変化の激しい今日のような時代にあって、このような行動様式は学習を阻害するものであり、まさにオールドタイプのパラダイムと断じるしかありません。
私たちは、無意識レベルにおいて、心の中で「メンタルモデル」を形成します。メンタルモデルというのは、私たち一人一人が心の中に持っている「世界を見る枠組み」のことです。そして、現実の外的世界から五感を通じて知覚した情報は、そのメンタルモデルで理解できる形にフィルタリング・歪曲された上で受け取られます。

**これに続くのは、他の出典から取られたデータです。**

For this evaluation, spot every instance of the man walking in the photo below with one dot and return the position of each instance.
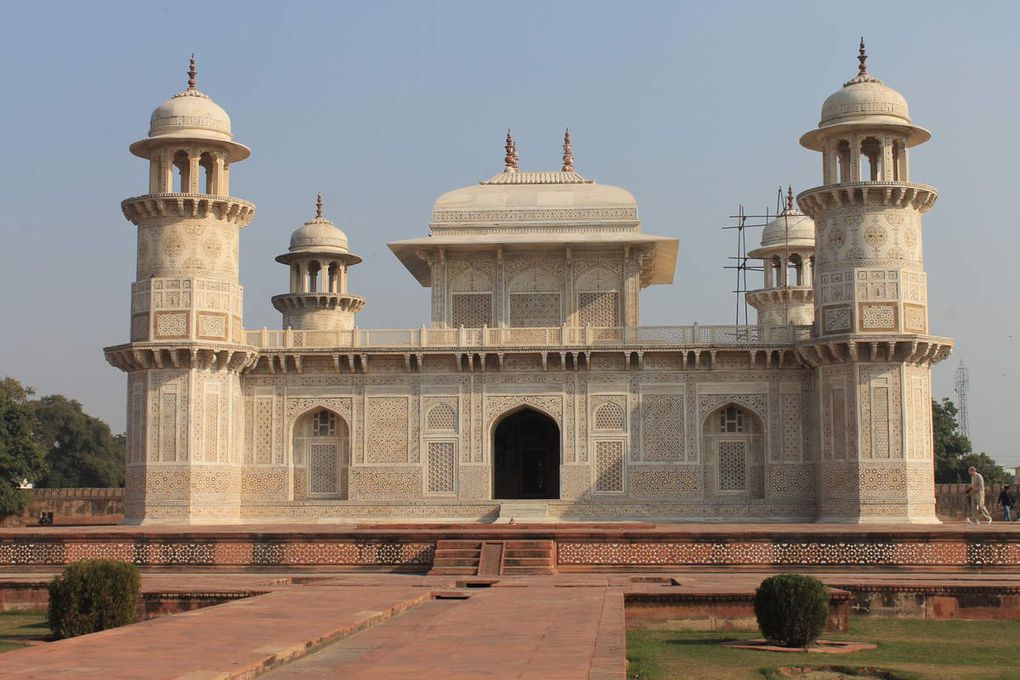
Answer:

「要するに○○でしょ」というまとめ方は、相手から聞いた話を自分の持っているメンタルモデルに当てはめて理解しているに過ぎません。しかし、そのような聞き方ばかりしていては、「自分が変わる」契機は得られません。
MITのオットー・シャーマーが提唱した「U理論」においては、人とのコミュニケーションにおける聞き方の深さに関して、4つのレベルがあると説明されています。
【レベル1】自分の枠内の視点で考える
新しい情報を過去の思い込みの中に流し込む。将来が過去の延長上にあれば有効だが、そうでない場合、状況は壊滅的に悪化する
【レベル2】視点が自分と周辺の境界にある
事実を客観的に認識できる。未来が過去の延長上にある場合は有効だが、そうでない場合は本質的な問題にたどり着けず対症療法のモグラ叩きとなる
【レベル3】自分の外に視点がある
顧客の感情を、顧客が日常使っている言葉で表現できるほど一体化する。相手とビジネス取引以上の関係を築ける
【レベル4】自由な視点
何か大きなものとつながった感覚を得る。理論の積み上げではなく、今まで生きてきた体験、知識が全部つながるような知覚をする
これら4段階のコミュニケーションレベルのうち、「要するに○○でしょ」とまとめるというのは、最も浅い聞き方である「【レベル1】ダウンローディング」に過ぎないということがわかります。
このような聞き方では、聞き手はこれまでの枠組みから脱する機会を得ることができません。より深いコミュニケーションによって、相手との対話から深い気づきや創造的な発見・生成を起こすには、「要するに◯◯だ」とパターン認識し、自分の知っている過去のデータと照合することは戒めないといけないのです。
容易に「わかる」ことは、過去の知覚の枠組みを累積的に補強するだけの効果しかありません。本当に自分が変わり、成長するためには、安易に「わかった」と思わず、相手の言っていることを傾聴し、共感することが必要になります。